Como las teorías de Einstein, el átomo Rutherford-Bohr, que era un sistema fácilmente comprensible, tuvo un impacto social extraordinario. Pero fue un impacto de nuevo inquietante y perturbador, en la medida en que también erosionaba la seguridad que el hombre pudiera tener en su percepción de la realidad física. Porque el átomo, la unidad más pequeña de la materia, que durante siglos apareció como indivisible, resultaba ser una entidad divisible y compuesta de múltiples y distintas partículas (Rutherford mismo descubrió el protón en 1919); y la materia parecía no ser otra cosa que mera energía. Cuando poco después, en 1926, otro físico, el alemán Werner Heisenberg (1901-1976), uno de los principales exponentes de la mecánica cuántica u ondulatoria, formuló lo que llamó principio de indeterminación (o de incertidumbre) -que se refería a la imposibilidad de medir con precisión la posición y momento de una partícula- dio con la expresión esperada. Porque, por más que Einstein dijera que Dios "no juega a los dados" y creyera, por tanto, que el Universo es un conjunto determinado y ordenado, lo que pareció extenderse, vista la discusión que las tesis de Heisenberg suscitaron entre científicos y filósofos, era la idea de que el Universo se regía por la incertidumbre y la probabilidad.
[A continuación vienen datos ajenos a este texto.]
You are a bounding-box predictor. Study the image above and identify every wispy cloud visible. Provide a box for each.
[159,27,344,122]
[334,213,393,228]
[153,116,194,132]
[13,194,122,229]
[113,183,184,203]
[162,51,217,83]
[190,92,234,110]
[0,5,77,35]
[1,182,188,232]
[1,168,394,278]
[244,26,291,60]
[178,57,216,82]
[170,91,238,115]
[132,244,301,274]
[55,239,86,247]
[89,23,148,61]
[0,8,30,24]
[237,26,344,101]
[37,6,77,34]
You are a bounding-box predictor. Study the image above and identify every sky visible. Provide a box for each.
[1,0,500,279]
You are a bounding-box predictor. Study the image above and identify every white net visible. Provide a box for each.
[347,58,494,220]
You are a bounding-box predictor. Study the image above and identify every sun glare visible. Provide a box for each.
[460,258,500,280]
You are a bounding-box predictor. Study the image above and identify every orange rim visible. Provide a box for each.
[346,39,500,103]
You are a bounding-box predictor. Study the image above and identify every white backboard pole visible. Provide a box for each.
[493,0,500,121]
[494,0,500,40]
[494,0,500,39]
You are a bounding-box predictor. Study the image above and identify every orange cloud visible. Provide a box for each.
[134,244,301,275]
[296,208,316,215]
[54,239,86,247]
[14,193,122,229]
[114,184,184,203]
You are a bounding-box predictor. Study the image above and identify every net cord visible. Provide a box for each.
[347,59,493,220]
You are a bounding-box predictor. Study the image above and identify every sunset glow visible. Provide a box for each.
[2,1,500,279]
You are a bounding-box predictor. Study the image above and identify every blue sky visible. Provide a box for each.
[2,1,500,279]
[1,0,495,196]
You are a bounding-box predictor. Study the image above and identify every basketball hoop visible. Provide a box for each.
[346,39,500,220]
El grito de Munch -o la inquietante y enigmática pintura metafísica de De Chirico, a la que habrá ocasión de referirse- parecían pues plenamente justificadas: eran como metáforas, conscientes o no, del miedo y de la perplejidad que el hombre experimentaba ante un mundo que, hasta en su realidad física, se le había vuelto incierto, inseguro e incomprensible.